Drawing Project Exhibition

by Beauchamp Art

Drawing with alternative tool; Peg/String Brush, Ink, Words

First Year Fine Art Exhibition – Drawing

During the drawing project, we were encouraged to question what drawing is, and Fine Art in general. One of the ways I went about this was exploring alternative means of creating marks; i.e., different ways of drawing.

To begin with, I wrote a list of ideas for potential ‘drawing’ techniques, then refined this list and experimented with the more practical ideas, given the time restrains and practicality of some them.
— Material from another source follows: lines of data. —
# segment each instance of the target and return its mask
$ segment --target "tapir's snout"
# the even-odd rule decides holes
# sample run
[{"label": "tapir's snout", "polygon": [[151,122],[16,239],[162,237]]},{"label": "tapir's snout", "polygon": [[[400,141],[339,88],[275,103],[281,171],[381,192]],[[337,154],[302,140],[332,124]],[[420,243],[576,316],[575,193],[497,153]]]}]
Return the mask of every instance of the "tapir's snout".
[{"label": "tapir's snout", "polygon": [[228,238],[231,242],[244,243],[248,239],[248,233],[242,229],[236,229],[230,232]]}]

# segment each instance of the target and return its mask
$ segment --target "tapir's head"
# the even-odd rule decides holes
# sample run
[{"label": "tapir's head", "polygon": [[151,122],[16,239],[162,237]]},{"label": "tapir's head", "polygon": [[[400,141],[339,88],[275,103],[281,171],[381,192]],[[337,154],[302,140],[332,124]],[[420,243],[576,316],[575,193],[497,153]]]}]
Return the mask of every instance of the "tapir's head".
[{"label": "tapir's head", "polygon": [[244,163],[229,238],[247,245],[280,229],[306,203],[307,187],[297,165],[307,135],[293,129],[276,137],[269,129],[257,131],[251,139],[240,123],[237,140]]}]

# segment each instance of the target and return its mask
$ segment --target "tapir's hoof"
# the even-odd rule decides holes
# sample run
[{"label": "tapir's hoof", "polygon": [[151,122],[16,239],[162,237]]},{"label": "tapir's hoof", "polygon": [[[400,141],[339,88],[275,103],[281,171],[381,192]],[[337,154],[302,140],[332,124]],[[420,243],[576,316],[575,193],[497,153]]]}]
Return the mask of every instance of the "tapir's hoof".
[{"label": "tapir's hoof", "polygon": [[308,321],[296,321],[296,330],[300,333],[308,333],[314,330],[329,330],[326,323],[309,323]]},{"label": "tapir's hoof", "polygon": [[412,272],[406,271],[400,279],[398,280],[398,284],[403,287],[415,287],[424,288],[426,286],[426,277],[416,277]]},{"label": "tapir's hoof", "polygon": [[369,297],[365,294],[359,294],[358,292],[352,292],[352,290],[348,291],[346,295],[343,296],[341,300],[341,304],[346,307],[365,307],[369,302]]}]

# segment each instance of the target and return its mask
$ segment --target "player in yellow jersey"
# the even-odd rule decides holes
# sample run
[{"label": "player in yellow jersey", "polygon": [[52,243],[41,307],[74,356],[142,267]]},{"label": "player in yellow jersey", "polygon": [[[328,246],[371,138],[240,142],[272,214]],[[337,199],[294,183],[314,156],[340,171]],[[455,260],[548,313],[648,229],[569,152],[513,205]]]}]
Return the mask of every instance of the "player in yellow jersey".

Therefore, I went about attempting to make my own drawing tool. Rather then creating a completely new tool, which may not produce any interesting images, I decided to create a tool that emulated a more ordinary one, and use it in an unusual way. I know that creating interesting images is not the finite aim of drawing or art, it is more about the exploration of ideas, but I believe that being able to being able to render stimulating images is an effective way of exploring ideas.

Moreover, after constructing my simple tool; which was a piece of string clamped in a peg, attached to a pencil wrapped in masking tape or dangled from a second piece of string, then dipped in ink; I began to explore what sort of marks could be made with it. At first, when dangling the tool, I found that I could only create rough, abstract marks, which implied motion quite effectively. But after modifying the tool slight, by strapping the peg to the broken pencil, and adjust how I used it; so it behaved as a rather effective facsimile of a brush. However, the string head of the tool had a certain random element to mark making, which allowed me to explore a certain amount of spontaneity with ‘drawing’.
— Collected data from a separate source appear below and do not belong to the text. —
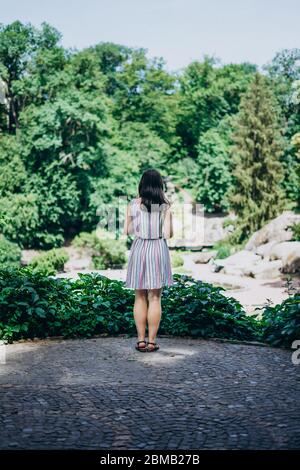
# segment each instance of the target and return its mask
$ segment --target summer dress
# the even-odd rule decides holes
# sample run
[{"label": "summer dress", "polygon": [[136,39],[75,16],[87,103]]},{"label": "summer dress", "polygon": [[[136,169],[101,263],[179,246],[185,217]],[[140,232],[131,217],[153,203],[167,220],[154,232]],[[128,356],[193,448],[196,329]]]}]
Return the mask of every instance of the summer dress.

This randomness worked well as a in adding a great sense of dynamism and some abstract elements to what otherwise would be rather uneventful figure studies – mostly self-portraits, due to the infrequency of adequate sitters.
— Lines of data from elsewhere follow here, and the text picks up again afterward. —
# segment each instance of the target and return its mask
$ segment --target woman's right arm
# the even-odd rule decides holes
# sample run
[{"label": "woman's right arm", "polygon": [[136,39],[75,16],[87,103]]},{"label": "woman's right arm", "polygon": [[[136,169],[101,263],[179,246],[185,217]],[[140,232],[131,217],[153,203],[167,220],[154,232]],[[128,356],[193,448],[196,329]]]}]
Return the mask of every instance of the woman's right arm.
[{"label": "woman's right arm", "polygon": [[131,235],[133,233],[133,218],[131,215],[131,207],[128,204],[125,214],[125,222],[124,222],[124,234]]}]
However, whilst making this tool, and getting to grips with it, I had also being engaging with other ideas, though some experimentation, and stimulated by reading ‘Writing on Drawing’, as well as by discussions with my peers. One such idea that I found intriguing was the use of text and words as drawings: especially by writing descriptions of scenes, creating vignettes of scenes with words and marks, rather than explicitly and literary drawing a scenario.

For example, I decided to write/draw a description of myself working on the drawing, writing in the third person, as if observing the scene and recording it, as one would creating a regular study. As it was a self-study, I chose to use the passive voice in order to reflect the idea of using a mirror for a self-portrait, as it is not the actual figure that is being observed, but false copy rendered in polished aluminium and glass.

I then began to explore the idea of fusing an more literal drawn study, and including the literary element alongside it. In the piece I selected for the exhibition, the words I included were mostly thoughts on the drawing and how I was going about it as it was being developed. Creating a narrative to an otherwise still image. In the drawing, I also redrafted and re-sketched the image multiple times as it developed, creating layers of lines in varying opacity, with the final foremost image the darkest and clearest. The text elements were not always legible, nor were intended to be, much as the ambiguity of thought is often unclear.

Moreover, I also included the makeshift tool displayed in a make-shift way between the two images. As it has also being distorted, and to some extend drawn on, by the whole process. As the string and peg are darkened by ink, and the broken pencil is mucky from use.


In conclusion, I have found the project and my exploration of drawing a useful initiator of ideas that I will hopefully be able to expand upon in later projects.